Se nos perguntarem pela banda sonora das nossas vidas, podemos recordar muitos nomes de canções, mas não nos lembramos da esmagadora maioria, o mesmo se passando para os livros das nossas vidas, pessoas que conhecemos, modulações disposicionais, vivências afectivas, estados emocionais, etc., etc..

A perda de actualidade do presente faz que o passado absorva e sugue todas as nossas vivências e a lupa do presente altamente sensível cria o núcleo duro do sentido e deixa tudo o resto para a sua periferia. Assim é quando há dissociação entre o rosto de alguém, outrora agente do fascínio e encantamento e esse rosto fora do sortilégio e do enfeitiçamento. Pode também acontecer que nos lembremos de todo o sortilégio, feitiço, encantamento e fascinação, mas sem rostos.

É assim que pode surgir toda uma época da vida, décadas até, a primeira juventude de coração selvagem. E, contudo, nem na altura tínhamos qualquer hipótese de percepção de uma presença contínua da vida na dependência e sob presença do fascinante que propulsionava futuro, abertura, possibilidade.

De caminho, há momentos em que nos surpreendemos a ser com o sentido indespedível da actualidade presente. Como foi que a vida veio a dar até esta orla? O que a transformou? Quem eu era e quem eu sou? Vultos do passado ficaram congelados num tempo sem tempo. Aparecem, às vezes, no sonho acordado nas tardes passadas ao largo, como fantasmas que quererão dizer alguma coisa, mas nem sabemos o que por eles sentimos e, por isso, também não percebemos o sentido das suas aparições. Rostos conhecidos e com nomes mas como se fossem completamente desconhecidos.

Uma pessoa é a sua aura afectiva, o halo que descontinua o ambiente específico da nossa vida e o altera, a mudança do clima afetivo em que nos conhecemos. E desconhecemo-nos como se tivéssemos sido vítimas de um ataque de amnésia. Não se trata de um apagamento das memórias de longo prazo, dos seus conteúdos. Na verdade, podemos lembrar-nos de tudo, mas como num sobrevoo em que vemos “assim como ninguém quer a coisa” toda a nossa vida e todos os seus conteúdos, mas como se tivesse acontecido a outro, como se não fosse a nossa vida, como se nós fossemos alheios de nós próprios, sem saber verdadeiramente quem somos.

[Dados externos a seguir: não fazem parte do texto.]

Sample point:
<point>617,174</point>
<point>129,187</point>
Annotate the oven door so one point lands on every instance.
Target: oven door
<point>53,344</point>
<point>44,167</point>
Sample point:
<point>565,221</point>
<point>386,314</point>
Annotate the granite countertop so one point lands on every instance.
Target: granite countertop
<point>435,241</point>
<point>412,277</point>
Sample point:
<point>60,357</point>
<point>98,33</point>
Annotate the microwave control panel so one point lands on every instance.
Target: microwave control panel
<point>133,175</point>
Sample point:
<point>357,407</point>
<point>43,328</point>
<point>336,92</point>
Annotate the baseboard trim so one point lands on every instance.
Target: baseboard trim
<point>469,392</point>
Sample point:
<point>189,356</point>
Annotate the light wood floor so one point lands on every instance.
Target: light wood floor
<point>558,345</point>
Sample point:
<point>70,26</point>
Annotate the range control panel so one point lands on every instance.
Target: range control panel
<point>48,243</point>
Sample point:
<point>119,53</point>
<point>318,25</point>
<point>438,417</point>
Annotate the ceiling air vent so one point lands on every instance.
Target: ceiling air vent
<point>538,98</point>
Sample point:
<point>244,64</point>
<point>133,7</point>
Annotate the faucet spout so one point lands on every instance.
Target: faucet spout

Podemos perder memória de todos os conteúdos como quem não sabe dar-lhes um nome próprio e, ainda assim, sabemos quem somos.

Saber quem se é, é saber-se como se é, do que se é capaz em situações extremas. É estar exposto à atmosfera rarefeita mas translúcida do sentimento que nos faz sentir ser quem somos. Muitas vezes esse sentimento existencial diz-nos da desorientação e do desnorte, da desistência da espera, de quem não somos quem supostamente éramos para ter sido.

A necessidade de memória não dá a entender apenas a necessidade de recuperar o tempo havido. Sem recuperar o que foi, não há orientação possível para o futuro, para o trânsito. A lembrança do passado traz consigo a possibilidade da abertura ao futuro. A presença do passado ausente erige uma possibilidade onde se pode vir a ser.

A invocação do passado não é uma invocação do conteúdo vivido, do dado auto-biográfico, mas uma edificação do possibilitante, da esperança sóbria que é dada pela onda espontânea que nos sintoniza a nós no nosso tom, onde aparece o que os outros representam para nós e como eles definem as nossas vidas, a nossa disponibilidade para existirmos com eles no espectro disposicional onde a vida aumenta a sua potência, onde há futuro e não apenas a passagem do tempo de quem ficou para morrer.